Więc, uradziłem napisać swojego program, przez co mogłbym tak zrobić. Na szczęście było prosto, bo IPLA używa XML, a mogłem tworzeć jakiegoś XSLT który mi pomógł. Wreszice mi się udało, ale trudno użyć UTF-8 z stdin'a z windowsem - nie mogłem po prostu użyć fgets() lub scanf() a raczej potrezebowałem ReadConsoleW(), SetConsoleCP() i SetConsoleOutputCP().

Program ściągnij z iply można pobrać, więc spróbuj, i mów mi co masz na myśli!

Thursday, February 3, 2011

ASFDump: I'm sick of it

The plugin is dead in the water. XPCOM and NSPR lack documentation and working samples, and I've already spent enough time getting this project up and running. The command line app works, but as for the plugin, somebody else will have to make that.

The project can be found here, feel free to let me know what you think of it

Wednesday, February 2, 2011

ASFRecorder part 3: Making the plugin

This, I told myself, is the easy part - it's all smooth sailing from here!

No such luck unfortunately, although I found comfort in the knowledge that making a plugin for firefox meant I could actually believe that the specification was being somewhat followed. This part was much easier in comparison to the ASF parsing, so I can't really complain too much.

The way binaries are included in addons in firefox is fairly straightforward, and there are good tutorials (my plugin was based more or less on this one with a few adjustments to the makefile) so after the issues were sorted out I had my test plugin ready to go.

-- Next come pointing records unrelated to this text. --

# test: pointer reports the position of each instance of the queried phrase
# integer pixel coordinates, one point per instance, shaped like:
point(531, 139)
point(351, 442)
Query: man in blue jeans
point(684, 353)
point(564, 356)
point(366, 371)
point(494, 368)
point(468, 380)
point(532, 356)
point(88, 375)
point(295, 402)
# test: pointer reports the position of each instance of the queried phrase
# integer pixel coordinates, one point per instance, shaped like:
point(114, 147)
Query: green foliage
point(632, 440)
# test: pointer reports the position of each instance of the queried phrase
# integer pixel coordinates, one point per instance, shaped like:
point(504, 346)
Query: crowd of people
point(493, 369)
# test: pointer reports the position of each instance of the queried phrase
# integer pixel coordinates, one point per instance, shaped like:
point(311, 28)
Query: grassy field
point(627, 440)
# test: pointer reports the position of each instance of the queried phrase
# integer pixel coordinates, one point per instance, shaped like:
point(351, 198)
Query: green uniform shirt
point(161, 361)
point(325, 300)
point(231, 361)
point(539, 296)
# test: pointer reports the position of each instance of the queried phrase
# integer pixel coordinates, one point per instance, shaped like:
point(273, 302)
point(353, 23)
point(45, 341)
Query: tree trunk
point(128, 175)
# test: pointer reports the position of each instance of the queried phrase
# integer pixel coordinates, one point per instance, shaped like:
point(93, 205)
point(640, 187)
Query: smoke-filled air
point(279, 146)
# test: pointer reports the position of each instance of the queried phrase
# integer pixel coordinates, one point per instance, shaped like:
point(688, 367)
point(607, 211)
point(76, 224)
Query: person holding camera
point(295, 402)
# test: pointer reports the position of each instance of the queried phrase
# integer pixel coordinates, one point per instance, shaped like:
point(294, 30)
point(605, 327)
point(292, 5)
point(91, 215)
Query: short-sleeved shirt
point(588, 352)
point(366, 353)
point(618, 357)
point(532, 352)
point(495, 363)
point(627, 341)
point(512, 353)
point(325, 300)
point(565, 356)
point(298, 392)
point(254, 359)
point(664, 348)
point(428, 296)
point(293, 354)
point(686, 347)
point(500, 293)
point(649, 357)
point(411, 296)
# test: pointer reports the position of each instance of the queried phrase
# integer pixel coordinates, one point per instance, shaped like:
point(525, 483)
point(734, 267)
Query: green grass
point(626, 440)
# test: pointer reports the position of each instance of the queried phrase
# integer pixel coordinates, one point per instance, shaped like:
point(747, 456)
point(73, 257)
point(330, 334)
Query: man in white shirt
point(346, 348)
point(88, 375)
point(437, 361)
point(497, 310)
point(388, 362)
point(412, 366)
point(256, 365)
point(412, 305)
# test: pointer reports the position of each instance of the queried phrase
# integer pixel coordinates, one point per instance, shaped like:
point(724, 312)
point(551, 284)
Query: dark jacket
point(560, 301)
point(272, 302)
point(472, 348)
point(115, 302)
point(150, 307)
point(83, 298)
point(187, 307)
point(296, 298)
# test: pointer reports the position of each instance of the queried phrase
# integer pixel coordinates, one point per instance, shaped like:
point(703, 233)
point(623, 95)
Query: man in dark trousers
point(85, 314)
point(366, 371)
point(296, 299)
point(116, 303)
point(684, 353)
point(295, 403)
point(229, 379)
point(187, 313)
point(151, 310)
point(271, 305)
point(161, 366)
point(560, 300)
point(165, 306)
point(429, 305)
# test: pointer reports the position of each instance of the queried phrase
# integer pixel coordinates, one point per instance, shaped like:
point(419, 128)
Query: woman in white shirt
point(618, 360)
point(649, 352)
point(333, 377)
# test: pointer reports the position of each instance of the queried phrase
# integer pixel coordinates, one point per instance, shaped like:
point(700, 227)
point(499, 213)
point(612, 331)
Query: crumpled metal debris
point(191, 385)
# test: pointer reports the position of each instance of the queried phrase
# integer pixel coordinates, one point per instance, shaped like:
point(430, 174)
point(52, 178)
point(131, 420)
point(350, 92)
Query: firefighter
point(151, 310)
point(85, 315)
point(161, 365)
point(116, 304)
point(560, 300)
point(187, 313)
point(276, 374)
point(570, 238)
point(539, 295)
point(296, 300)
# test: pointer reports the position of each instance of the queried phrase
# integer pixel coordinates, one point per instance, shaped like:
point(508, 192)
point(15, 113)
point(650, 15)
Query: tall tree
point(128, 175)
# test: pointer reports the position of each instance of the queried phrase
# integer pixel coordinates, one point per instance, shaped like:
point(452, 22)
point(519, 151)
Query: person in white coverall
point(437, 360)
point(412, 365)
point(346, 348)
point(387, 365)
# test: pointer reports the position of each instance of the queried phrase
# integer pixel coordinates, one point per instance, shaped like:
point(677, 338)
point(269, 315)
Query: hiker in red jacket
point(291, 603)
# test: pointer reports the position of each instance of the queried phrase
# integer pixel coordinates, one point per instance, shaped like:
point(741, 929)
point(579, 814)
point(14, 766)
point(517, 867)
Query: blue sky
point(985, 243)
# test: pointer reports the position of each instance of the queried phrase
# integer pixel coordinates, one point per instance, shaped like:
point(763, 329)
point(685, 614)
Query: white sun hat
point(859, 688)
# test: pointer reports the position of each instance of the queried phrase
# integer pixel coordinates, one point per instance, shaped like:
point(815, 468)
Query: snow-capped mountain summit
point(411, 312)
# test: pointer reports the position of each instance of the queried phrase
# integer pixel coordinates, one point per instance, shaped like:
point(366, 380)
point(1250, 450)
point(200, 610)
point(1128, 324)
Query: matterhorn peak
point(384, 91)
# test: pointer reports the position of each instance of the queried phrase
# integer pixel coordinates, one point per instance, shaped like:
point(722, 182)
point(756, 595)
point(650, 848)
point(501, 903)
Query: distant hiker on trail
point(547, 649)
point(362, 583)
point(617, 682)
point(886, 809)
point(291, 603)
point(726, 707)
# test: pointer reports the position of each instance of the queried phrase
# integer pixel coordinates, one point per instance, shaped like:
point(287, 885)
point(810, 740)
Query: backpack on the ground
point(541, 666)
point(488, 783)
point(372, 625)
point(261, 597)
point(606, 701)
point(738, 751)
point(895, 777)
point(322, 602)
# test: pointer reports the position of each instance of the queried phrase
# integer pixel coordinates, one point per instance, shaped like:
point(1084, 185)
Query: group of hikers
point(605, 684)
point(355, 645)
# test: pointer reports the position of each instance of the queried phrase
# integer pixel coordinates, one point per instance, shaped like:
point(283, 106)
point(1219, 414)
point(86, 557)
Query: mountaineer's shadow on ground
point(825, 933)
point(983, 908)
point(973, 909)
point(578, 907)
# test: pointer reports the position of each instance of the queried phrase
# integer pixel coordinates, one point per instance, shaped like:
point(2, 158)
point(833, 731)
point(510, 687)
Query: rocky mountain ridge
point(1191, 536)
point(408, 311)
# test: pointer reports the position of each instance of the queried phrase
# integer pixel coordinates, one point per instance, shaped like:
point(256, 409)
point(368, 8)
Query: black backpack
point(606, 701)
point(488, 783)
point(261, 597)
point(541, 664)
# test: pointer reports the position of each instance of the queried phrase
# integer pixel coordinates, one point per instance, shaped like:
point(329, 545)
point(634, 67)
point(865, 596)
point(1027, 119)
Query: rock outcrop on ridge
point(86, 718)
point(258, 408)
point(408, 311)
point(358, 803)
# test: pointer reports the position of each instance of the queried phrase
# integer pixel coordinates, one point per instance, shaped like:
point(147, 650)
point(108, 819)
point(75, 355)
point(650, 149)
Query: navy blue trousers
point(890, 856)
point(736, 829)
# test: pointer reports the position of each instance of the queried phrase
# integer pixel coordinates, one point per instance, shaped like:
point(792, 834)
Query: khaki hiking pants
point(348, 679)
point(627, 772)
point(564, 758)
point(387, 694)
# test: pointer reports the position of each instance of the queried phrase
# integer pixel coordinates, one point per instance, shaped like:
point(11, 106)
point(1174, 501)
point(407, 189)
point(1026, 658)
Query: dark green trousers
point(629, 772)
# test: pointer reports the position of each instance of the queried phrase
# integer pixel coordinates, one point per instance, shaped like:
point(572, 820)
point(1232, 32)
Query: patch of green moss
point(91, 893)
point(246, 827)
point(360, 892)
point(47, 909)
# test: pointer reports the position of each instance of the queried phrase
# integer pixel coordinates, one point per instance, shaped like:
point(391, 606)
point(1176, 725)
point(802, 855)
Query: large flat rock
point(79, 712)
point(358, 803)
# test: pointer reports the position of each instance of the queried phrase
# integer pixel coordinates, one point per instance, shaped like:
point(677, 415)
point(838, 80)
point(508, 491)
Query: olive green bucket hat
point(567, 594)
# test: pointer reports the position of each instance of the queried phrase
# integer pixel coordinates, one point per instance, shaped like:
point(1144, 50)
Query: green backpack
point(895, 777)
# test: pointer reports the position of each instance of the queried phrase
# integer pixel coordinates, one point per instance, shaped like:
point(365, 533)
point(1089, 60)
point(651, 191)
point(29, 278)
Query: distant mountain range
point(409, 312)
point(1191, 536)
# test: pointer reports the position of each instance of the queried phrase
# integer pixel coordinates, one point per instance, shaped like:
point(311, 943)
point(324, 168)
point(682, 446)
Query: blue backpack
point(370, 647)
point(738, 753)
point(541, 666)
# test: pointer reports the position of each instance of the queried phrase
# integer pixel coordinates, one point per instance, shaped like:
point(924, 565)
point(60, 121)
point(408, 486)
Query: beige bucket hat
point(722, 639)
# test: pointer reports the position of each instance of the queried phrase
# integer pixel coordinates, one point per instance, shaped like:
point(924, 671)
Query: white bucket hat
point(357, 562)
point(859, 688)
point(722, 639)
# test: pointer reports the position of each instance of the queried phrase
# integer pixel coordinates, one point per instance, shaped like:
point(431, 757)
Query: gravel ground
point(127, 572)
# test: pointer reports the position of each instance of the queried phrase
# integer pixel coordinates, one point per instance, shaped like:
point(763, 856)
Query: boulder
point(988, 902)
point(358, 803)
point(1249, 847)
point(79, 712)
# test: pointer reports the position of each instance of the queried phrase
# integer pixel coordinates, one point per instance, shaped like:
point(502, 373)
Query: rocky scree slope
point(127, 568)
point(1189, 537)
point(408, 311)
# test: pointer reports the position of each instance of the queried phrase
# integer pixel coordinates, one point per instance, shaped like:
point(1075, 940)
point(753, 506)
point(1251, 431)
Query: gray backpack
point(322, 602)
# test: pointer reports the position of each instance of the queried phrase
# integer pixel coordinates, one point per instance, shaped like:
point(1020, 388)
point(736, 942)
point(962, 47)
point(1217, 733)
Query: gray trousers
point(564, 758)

With the test plugin sorted, the next step was to add functionality to detect the loading of .asf files. There are a number of different plugins that download .flv files, and a quick look through the (copyrighted) source of these turned up extensive use of observer notifications, and a check against the (GPL licensed and therefore stealable) Tamper Data source confirmed this for me. A look over some of the firefox articles showed me how to extract the URLs, which leaves me set for the next steps:


  • Add observers to the test plugin
  • Cache .asf (and .wmv) file requests
  • Maaaaaaaaaaybe look at response headers to check for MIME types I like
  • Load the ASFRecorder and post processing code into the binary part of the module
  • Maybe add some callback options to give an idea of progress
  • Package up and start distributing
It looks fairly easy from here, maybe the callback stuff will be a pain, but I'm hoping I can get it all sorted by the weekend

Tuesday, February 1, 2011

ASFRecorder part 2: fixing up streaming output

The project is coming along quite well, and I mean quite well, and I'm at a stage where I'm almost ready to build a plugin framework to host a beta. Here's a quick run through what I've had to do so far to get the output to a point where more than just VLC will play


  • Remove all references to the extra streams that are filtered out, including removing a few headers, rebuilding the header section in the process
  • Add padding lengths  to each data packet (because packet sizes are fixed, the server actually breaks its own standard by not setting the padding lengths, so although this is a trivial exercise, it was more work than I wanted to do)
  • Add packet length values to a sparse minority of data packets (something like one in 100,000, but it breaks avidemux) by manually summing the payload lengths, and then setting the padding lengths accordingly
  • Remove the null data packets (once again, these are fixed length, so easy to detect and skip, but this not only breaks the standard, I strip about 10% off the size of the file once these are removed)
Was it worth it? Turns out trying to appease avidemux wasn't the best goal, as its wmv reader module looks quite seriously broken (maybe it doesn't read the keyframes but the output has tons of artifacts), but now the output works on that, vlc, windows media player, and totem movie player.

It should all be smooth sailing from here though - just putting the post processing routines into a single module, getting ASFRecorder up to scratch, possibly tying the two modules together (or maybe that can be the second release), then doing all the GPL documentation and putting the demo plugin together.